To speed up logs searching and total logs capacity we using ES hot-warm architecture:
6 hot nodes (4 vCPUs, 26 GB memory, 500GB ssd )
6 warm nodes (4 vCPUs, 26 GB memory, 3000GB hdd ) | Indices on warm nodes forcemerged to 1 segment.
5 primary shards and 1 replica - default ES parameters for new indices. Daily index ~250GB.
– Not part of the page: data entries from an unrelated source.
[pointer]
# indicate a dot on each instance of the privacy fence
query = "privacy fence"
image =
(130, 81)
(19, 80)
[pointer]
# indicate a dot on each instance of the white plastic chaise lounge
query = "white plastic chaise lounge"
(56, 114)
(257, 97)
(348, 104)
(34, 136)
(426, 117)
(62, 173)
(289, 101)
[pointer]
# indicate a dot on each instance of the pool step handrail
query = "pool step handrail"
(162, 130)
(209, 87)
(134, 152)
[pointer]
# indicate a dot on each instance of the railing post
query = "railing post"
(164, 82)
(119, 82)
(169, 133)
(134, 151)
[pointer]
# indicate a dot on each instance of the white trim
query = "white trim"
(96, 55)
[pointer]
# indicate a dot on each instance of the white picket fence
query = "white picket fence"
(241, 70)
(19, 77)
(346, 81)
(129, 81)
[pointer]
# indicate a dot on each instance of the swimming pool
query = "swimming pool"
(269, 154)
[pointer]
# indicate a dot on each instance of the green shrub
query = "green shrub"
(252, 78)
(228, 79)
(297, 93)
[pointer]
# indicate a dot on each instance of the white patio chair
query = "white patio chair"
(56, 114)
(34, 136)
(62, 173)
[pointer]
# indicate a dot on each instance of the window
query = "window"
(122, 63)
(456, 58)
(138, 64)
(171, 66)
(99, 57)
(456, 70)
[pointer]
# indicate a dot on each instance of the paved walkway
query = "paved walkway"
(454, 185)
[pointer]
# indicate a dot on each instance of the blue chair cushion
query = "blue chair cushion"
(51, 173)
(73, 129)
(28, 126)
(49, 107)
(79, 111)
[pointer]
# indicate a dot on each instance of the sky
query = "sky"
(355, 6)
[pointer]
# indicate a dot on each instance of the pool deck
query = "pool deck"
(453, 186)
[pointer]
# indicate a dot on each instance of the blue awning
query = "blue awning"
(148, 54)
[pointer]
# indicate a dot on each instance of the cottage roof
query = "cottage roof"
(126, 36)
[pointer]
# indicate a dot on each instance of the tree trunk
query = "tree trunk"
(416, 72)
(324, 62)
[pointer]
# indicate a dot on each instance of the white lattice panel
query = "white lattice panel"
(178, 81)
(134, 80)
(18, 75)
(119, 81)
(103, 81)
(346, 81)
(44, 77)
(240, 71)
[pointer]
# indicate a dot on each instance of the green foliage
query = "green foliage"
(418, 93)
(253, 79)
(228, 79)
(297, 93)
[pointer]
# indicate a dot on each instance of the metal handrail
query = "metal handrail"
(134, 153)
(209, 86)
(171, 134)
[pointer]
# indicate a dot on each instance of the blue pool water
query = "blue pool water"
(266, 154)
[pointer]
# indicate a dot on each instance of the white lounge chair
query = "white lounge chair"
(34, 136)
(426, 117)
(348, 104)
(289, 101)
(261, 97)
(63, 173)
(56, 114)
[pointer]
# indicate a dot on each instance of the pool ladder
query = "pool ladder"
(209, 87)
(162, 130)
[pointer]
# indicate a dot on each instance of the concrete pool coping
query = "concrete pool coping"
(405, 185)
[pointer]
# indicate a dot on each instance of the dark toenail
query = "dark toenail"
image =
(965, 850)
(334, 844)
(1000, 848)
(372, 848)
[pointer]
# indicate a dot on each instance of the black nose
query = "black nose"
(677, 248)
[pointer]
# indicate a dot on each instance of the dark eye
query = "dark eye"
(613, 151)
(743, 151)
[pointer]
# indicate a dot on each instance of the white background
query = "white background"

Java - openjdk version "1.8.0_161"
ES version 5.6.8
Main problem now it's consistently high CPU usage on hot nodes:
Heap usage on one of the node (heap size 1/2 of RAM ):
Hot threads:
85.6% (428.2ms out of 500ms) cpu usage by thread 'elasticsearch[elasticsearch-hot002][refresh][T#1]'
89.1% (445.3ms out of 500ms) cpu usage by thread 'elasticsearch[elasticsearch-hot002][[logstash-2018.04.24][0]: Lucene Merge Thread #1502]'
89.4% (447.1ms out of 500ms) cpu usage by thread 'elasticsearch[elasticsearch-hot005][[logstash-2018.04.24][2]: Lucene Merge Thread #1506]'
90.4% (452ms out of 500ms) cpu usage by thread 'elasticsearch[elasticsearch-hot005][[logstash-2018.04.24][2]: Lucene Merge Thread #1522]'
100.0% (500.1ms out of 500ms) cpu usage by thread 'elasticsearch[elasticsearch-hot001][[logstash-2018.04.24][1]: Lucene Merge Thread #1512]'
99.3% (496.6ms out of 500ms) cpu usage by thread 'elasticsearch[elasticsearch-hot005][[logstash-2018.04.24][2]: Lucene Merge Thread #1520]'
100.1% (500.7ms out of 500ms) cpu usage by thread 'elasticsearch[elasticsearch-hot005][[logstash-2018.04.24][2]: Lucene Merge Thread #1506]'
87.5% (437.5ms out of 500ms) cpu usage by thread 'elasticsearch[elasticsearch-hot002][[logstash-2018.04.24][0]: Lucene Merge Thread #1522]'
100.2% (500.9ms out of 500ms) cpu usage by thread 'elasticsearch[elasticsearch-hot002][[logstash-2018.04.24][0]: Lucene Merge Thread #1502]'
92.7% (463.7ms out of 500ms) cpu usage by thread 'elasticsearch[elasticsearch-hot003][[logstash-2018.04.24][0]: Lucene Merge Thread #1515]'
85.8% (428.8ms out of 500ms) cpu usage by thread 'elasticsearch[elasticsearch-hot001][refresh][T#2]'
88.9% (444.3ms out of 500ms) cpu usage by thread 'elasticsearch[elasticsearch-hot001][[logstash-2018.04.24][1]: Lucene Merge Thread #1512]'
93.1% (465.4ms out of 500ms) cpu usage by thread 'elasticsearch[elasticsearch-hot006][[logstash-2018.04.23][1]: Lucene Merge Thread #2289]'
82.6% (413ms out of 500ms) cpu usage by thread 'elasticsearch[elasticsearch-hot005][[logstash-2018.04.24][2]: Lucene Merge Thread #1524]'
90.1% (450.4ms out of 500ms) cpu usage by thread 'elasticsearch[elasticsearch-hot004][[logstash-2018.04.24][3]: Lucene Merge Thread #1490]'
100.0% (499.9ms out of 500ms) cpu usage by thread 'elasticsearch[elasticsearch-hot005][[logstash-2018.04.24][3]: Lucene Merge Thread #1516]'
Almost all the time it's a merge threads and it's on ssd disks!